Hazad set off again, going this way or that under Hya’s guidance. Every turn revealed sprawled, bloody corpses and innumerable wounded littering streets and alleys. A screeching trull was assaulted by a pair of crazed brutes, while not three paces away one of her companions indifferently rifled through the pockets of a dead man. Farther off, a gathering of urchins was busy trying to break into a closed shop, even as another group was using torches to set afire whatever they could, apparently just to watch it burn. Mostly, however, people who could ran. Everywhere was madness, chaos, fury and terror.
“These people deserve Varis,” Kian growled, even as he broke from the group to strike off the arm of a bloated wretch of a man dragging a squalling naked girl of no more than ten years into an alley.

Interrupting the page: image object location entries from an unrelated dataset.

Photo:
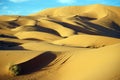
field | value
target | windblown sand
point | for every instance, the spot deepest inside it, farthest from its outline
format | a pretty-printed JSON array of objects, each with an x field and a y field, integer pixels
[{"x": 64, "y": 43}]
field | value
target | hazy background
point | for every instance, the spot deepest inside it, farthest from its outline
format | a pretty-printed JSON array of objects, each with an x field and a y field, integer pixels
[{"x": 25, "y": 7}]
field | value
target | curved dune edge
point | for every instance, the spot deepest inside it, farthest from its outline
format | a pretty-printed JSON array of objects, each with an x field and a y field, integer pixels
[
  {"x": 57, "y": 63},
  {"x": 64, "y": 43}
]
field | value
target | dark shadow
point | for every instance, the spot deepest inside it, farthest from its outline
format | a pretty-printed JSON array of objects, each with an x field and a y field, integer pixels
[
  {"x": 13, "y": 24},
  {"x": 115, "y": 26},
  {"x": 89, "y": 26},
  {"x": 4, "y": 45},
  {"x": 7, "y": 36},
  {"x": 34, "y": 64},
  {"x": 32, "y": 39}
]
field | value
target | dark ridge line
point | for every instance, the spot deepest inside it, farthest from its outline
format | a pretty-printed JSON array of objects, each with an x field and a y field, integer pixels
[
  {"x": 33, "y": 65},
  {"x": 87, "y": 29}
]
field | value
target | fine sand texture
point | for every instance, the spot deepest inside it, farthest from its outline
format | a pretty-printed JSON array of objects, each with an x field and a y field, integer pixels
[{"x": 63, "y": 43}]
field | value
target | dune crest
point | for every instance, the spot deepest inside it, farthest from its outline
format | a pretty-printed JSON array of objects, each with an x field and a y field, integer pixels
[{"x": 63, "y": 43}]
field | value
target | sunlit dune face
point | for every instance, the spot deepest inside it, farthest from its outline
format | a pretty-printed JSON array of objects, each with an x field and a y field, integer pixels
[{"x": 64, "y": 43}]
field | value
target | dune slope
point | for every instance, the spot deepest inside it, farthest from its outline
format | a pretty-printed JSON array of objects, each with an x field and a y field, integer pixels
[{"x": 63, "y": 43}]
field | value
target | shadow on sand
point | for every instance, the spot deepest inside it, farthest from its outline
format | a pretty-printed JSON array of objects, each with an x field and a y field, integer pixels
[{"x": 34, "y": 64}]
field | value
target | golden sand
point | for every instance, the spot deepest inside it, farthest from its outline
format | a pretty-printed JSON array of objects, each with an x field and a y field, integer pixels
[{"x": 64, "y": 43}]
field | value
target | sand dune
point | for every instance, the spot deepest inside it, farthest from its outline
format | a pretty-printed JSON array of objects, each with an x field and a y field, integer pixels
[{"x": 63, "y": 43}]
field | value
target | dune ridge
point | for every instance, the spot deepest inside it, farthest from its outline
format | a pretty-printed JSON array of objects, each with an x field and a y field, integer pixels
[{"x": 63, "y": 43}]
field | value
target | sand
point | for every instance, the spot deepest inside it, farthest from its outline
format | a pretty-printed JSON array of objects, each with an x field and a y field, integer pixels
[{"x": 63, "y": 43}]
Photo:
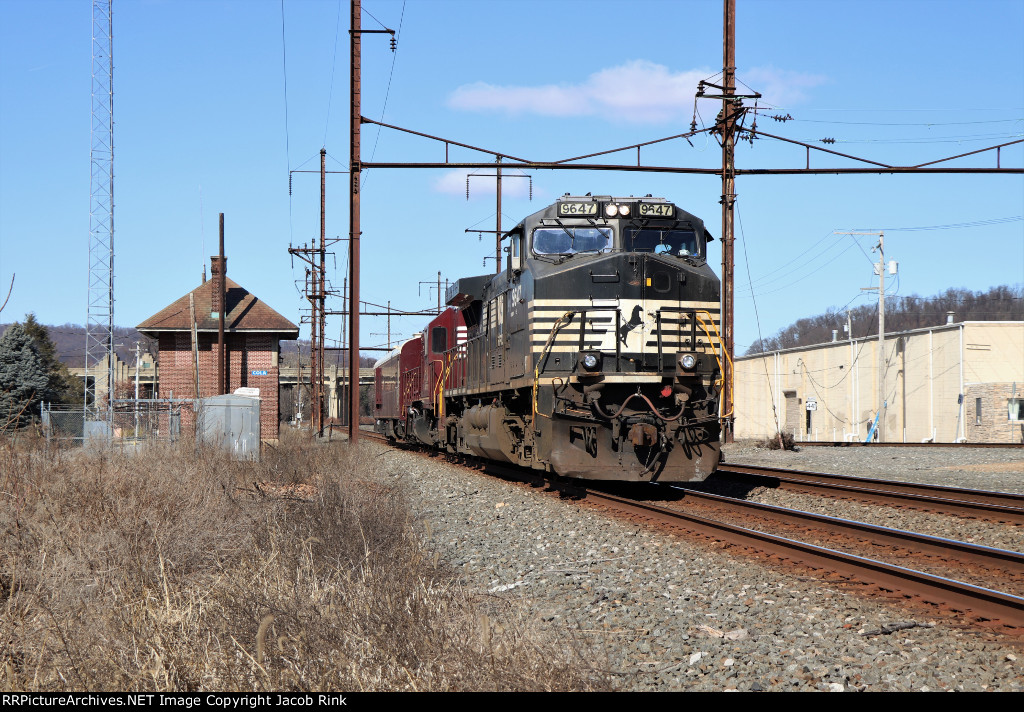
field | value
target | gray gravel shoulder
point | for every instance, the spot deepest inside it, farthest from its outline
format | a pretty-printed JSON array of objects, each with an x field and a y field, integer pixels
[{"x": 660, "y": 613}]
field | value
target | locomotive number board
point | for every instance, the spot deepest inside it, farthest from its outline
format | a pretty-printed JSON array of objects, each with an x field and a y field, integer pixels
[
  {"x": 572, "y": 209},
  {"x": 656, "y": 210}
]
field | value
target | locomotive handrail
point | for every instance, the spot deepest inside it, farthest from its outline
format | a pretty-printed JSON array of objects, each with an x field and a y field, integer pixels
[
  {"x": 721, "y": 344},
  {"x": 562, "y": 321}
]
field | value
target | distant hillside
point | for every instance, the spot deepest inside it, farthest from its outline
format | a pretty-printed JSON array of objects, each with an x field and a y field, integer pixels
[
  {"x": 902, "y": 313},
  {"x": 70, "y": 342}
]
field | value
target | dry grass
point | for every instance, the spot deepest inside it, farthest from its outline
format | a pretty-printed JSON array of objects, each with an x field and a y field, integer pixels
[
  {"x": 169, "y": 571},
  {"x": 780, "y": 441}
]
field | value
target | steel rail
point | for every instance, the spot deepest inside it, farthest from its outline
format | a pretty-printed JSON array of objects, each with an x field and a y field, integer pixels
[
  {"x": 984, "y": 603},
  {"x": 1012, "y": 561},
  {"x": 999, "y": 506},
  {"x": 858, "y": 444}
]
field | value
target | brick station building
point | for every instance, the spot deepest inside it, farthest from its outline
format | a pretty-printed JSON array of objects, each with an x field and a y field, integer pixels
[{"x": 253, "y": 333}]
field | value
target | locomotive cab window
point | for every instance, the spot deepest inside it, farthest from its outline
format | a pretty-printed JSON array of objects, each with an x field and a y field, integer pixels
[
  {"x": 679, "y": 243},
  {"x": 569, "y": 241},
  {"x": 438, "y": 339}
]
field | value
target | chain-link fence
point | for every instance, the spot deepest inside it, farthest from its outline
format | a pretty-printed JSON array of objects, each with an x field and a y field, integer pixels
[{"x": 153, "y": 419}]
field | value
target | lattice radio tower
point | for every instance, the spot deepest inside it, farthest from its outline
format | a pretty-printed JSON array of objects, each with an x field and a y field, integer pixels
[{"x": 99, "y": 324}]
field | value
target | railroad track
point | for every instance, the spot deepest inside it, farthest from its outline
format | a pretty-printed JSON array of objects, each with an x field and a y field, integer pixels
[
  {"x": 978, "y": 603},
  {"x": 994, "y": 506},
  {"x": 842, "y": 444},
  {"x": 982, "y": 604}
]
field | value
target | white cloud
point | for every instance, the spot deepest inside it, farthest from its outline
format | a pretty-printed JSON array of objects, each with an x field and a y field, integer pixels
[
  {"x": 454, "y": 183},
  {"x": 638, "y": 91}
]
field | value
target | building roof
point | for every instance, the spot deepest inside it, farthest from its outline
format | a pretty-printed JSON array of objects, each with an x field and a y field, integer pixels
[
  {"x": 245, "y": 312},
  {"x": 875, "y": 337}
]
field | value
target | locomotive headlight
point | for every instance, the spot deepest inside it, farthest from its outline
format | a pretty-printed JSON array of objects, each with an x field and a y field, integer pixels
[{"x": 591, "y": 362}]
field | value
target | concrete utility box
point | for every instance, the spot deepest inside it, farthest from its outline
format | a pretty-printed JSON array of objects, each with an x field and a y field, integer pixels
[{"x": 231, "y": 423}]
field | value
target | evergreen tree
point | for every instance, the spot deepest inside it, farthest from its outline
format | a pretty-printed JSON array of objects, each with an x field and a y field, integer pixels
[
  {"x": 61, "y": 386},
  {"x": 24, "y": 380}
]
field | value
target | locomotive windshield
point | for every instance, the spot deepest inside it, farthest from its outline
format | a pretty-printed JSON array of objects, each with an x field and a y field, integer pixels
[
  {"x": 567, "y": 241},
  {"x": 662, "y": 241}
]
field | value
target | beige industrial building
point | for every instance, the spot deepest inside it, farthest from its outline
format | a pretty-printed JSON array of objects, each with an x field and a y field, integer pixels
[{"x": 955, "y": 382}]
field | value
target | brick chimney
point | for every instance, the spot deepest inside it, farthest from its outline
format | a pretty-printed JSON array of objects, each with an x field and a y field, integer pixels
[{"x": 218, "y": 270}]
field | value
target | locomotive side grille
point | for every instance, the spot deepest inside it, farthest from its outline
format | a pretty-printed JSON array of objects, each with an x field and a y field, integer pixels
[{"x": 676, "y": 326}]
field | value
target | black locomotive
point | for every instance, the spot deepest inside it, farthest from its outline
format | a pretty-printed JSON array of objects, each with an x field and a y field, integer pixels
[{"x": 595, "y": 353}]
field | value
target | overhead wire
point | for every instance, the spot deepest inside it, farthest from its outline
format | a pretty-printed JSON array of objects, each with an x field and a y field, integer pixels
[
  {"x": 334, "y": 63},
  {"x": 757, "y": 319},
  {"x": 387, "y": 93}
]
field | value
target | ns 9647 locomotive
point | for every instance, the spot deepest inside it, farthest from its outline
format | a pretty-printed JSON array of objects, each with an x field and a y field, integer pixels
[{"x": 595, "y": 353}]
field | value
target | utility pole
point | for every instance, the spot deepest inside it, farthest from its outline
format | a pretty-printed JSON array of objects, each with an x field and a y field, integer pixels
[
  {"x": 728, "y": 123},
  {"x": 882, "y": 339},
  {"x": 498, "y": 225},
  {"x": 729, "y": 120},
  {"x": 221, "y": 288},
  {"x": 99, "y": 318},
  {"x": 136, "y": 388},
  {"x": 881, "y": 268}
]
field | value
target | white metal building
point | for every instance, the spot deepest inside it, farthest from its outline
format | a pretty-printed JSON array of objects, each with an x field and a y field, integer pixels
[{"x": 961, "y": 381}]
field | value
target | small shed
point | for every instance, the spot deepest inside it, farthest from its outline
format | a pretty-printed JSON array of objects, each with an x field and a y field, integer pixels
[{"x": 253, "y": 333}]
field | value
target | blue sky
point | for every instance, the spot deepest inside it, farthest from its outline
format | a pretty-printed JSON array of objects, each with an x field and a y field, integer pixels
[{"x": 200, "y": 110}]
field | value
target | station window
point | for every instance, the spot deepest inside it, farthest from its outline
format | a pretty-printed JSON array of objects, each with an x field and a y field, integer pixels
[{"x": 1015, "y": 409}]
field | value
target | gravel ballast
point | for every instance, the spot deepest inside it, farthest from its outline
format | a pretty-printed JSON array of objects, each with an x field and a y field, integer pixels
[{"x": 664, "y": 613}]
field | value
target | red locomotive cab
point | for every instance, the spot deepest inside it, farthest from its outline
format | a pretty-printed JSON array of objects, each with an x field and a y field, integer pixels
[{"x": 441, "y": 340}]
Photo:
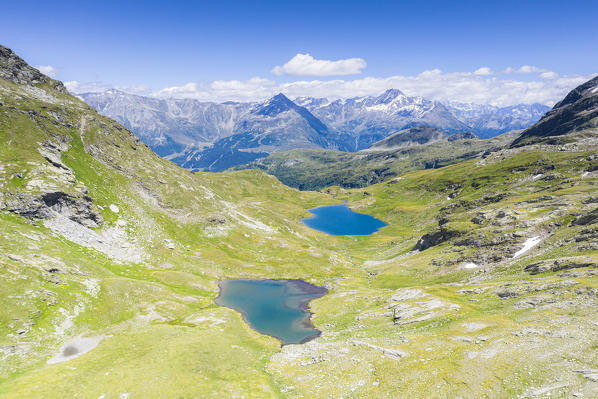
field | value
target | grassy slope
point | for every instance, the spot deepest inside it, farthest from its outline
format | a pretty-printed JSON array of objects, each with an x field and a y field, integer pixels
[
  {"x": 165, "y": 337},
  {"x": 316, "y": 169}
]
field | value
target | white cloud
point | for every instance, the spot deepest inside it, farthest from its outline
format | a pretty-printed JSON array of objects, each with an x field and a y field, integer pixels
[
  {"x": 482, "y": 86},
  {"x": 433, "y": 84},
  {"x": 549, "y": 75},
  {"x": 222, "y": 90},
  {"x": 306, "y": 65},
  {"x": 95, "y": 87},
  {"x": 526, "y": 69},
  {"x": 48, "y": 70},
  {"x": 483, "y": 71}
]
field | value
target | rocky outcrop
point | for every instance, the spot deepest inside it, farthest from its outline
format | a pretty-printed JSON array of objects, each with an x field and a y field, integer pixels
[
  {"x": 557, "y": 265},
  {"x": 585, "y": 219},
  {"x": 436, "y": 237},
  {"x": 14, "y": 69},
  {"x": 576, "y": 112},
  {"x": 47, "y": 205}
]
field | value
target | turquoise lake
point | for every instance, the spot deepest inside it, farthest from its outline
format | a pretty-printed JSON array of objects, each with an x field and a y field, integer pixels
[
  {"x": 278, "y": 308},
  {"x": 339, "y": 220}
]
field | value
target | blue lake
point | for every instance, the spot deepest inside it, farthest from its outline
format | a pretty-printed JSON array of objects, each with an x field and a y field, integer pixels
[
  {"x": 278, "y": 308},
  {"x": 339, "y": 220}
]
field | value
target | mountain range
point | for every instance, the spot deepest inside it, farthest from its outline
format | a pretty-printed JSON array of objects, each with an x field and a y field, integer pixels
[
  {"x": 482, "y": 284},
  {"x": 215, "y": 136}
]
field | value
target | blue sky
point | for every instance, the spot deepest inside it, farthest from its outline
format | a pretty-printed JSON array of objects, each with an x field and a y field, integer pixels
[{"x": 184, "y": 47}]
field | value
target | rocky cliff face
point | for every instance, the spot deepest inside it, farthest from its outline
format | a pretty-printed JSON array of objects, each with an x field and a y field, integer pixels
[{"x": 14, "y": 69}]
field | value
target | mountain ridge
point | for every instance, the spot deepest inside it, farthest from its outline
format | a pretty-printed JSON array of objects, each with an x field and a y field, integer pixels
[{"x": 201, "y": 135}]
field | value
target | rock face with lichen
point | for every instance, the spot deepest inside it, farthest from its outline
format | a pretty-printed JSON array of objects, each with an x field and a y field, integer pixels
[{"x": 14, "y": 69}]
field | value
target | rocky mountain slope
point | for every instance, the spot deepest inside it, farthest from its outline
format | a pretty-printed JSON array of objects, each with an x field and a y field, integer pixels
[
  {"x": 575, "y": 115},
  {"x": 483, "y": 284},
  {"x": 415, "y": 136},
  {"x": 211, "y": 136}
]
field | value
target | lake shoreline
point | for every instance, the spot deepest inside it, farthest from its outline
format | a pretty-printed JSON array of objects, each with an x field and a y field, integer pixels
[{"x": 304, "y": 286}]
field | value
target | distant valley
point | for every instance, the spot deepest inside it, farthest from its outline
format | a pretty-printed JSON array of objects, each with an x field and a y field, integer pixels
[{"x": 217, "y": 136}]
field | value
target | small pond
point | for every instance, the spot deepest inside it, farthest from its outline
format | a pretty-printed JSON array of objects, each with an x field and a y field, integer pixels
[
  {"x": 278, "y": 308},
  {"x": 339, "y": 220}
]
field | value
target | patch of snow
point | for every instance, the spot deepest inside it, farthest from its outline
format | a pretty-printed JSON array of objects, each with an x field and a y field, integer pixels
[
  {"x": 473, "y": 326},
  {"x": 75, "y": 348},
  {"x": 527, "y": 245},
  {"x": 391, "y": 353},
  {"x": 404, "y": 294}
]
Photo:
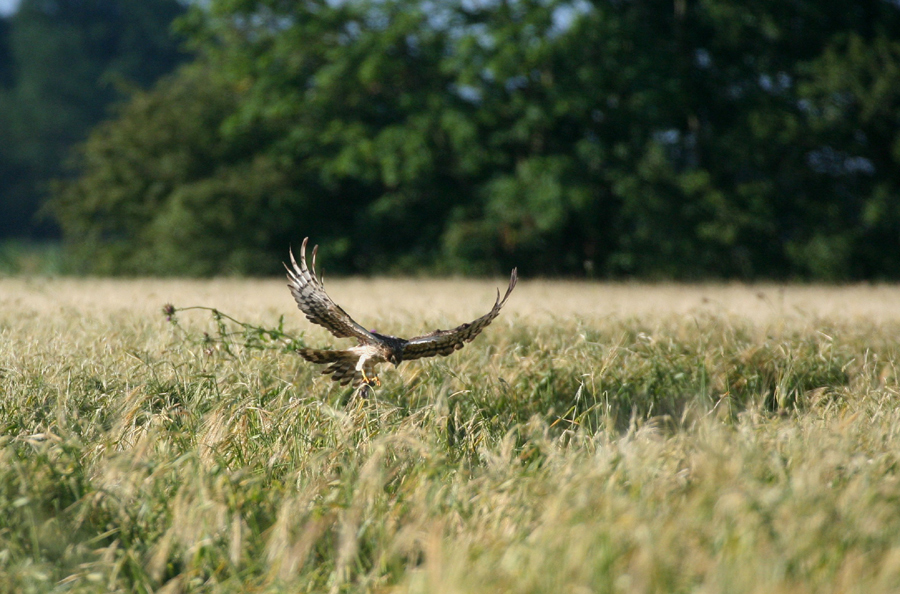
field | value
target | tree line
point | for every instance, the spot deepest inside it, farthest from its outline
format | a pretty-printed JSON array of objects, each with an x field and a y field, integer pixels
[{"x": 610, "y": 138}]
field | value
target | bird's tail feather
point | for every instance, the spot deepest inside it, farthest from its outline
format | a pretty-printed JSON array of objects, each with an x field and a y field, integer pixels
[{"x": 341, "y": 364}]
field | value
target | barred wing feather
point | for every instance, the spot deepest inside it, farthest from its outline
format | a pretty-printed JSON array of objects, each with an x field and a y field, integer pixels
[
  {"x": 444, "y": 342},
  {"x": 311, "y": 298}
]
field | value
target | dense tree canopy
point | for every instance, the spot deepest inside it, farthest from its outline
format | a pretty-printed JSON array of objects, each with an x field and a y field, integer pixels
[
  {"x": 685, "y": 139},
  {"x": 61, "y": 63}
]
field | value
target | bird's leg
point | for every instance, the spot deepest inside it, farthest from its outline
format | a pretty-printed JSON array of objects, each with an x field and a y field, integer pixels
[
  {"x": 361, "y": 367},
  {"x": 371, "y": 380}
]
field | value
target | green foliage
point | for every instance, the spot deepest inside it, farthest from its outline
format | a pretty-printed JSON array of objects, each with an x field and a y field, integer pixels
[
  {"x": 710, "y": 138},
  {"x": 62, "y": 62}
]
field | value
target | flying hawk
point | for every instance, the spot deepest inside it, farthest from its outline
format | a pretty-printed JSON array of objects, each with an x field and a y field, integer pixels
[{"x": 357, "y": 364}]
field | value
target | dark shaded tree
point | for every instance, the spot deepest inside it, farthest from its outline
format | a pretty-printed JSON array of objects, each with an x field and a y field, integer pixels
[
  {"x": 66, "y": 61},
  {"x": 685, "y": 139}
]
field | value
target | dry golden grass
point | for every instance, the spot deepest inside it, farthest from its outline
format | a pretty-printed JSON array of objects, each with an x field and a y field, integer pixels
[
  {"x": 597, "y": 438},
  {"x": 381, "y": 298}
]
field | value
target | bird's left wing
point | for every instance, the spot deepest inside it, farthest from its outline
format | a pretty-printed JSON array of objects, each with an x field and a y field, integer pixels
[
  {"x": 312, "y": 300},
  {"x": 444, "y": 342}
]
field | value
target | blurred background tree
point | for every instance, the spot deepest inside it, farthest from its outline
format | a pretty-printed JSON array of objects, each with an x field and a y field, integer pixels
[
  {"x": 61, "y": 64},
  {"x": 678, "y": 139}
]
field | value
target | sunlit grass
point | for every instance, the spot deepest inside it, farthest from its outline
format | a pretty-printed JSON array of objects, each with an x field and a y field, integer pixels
[{"x": 594, "y": 439}]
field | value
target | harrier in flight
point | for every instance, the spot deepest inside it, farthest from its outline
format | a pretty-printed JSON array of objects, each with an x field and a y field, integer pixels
[{"x": 357, "y": 364}]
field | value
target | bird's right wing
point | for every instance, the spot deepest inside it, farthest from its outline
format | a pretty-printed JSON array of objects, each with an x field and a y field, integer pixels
[
  {"x": 444, "y": 342},
  {"x": 313, "y": 301}
]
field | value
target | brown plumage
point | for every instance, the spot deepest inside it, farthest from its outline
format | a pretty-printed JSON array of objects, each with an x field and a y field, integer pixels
[{"x": 357, "y": 364}]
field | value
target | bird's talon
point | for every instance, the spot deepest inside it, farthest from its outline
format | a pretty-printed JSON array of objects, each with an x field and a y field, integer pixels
[{"x": 371, "y": 380}]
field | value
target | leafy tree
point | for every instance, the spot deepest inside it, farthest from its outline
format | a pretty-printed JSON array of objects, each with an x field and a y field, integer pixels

His pain muted by shock and wine, the man reeled, his stump pouring scarlet. His mouth yawned wide as if to protest, but Kian gave him neither a hearing nor mercy, and rammed his steel into the man’s filthy guts. As the brute sank to his knees, his one hand failing to hold back the roping spill of his innards, Kian searched for the girl. She was already gone, fled into the night. He gave a brief and silent prayer for her safety. Of the man who had been intent on raping her, he left him moaning in the snow. For him, Kian prayed that the bastard would suffer through the whole night before death stole him away.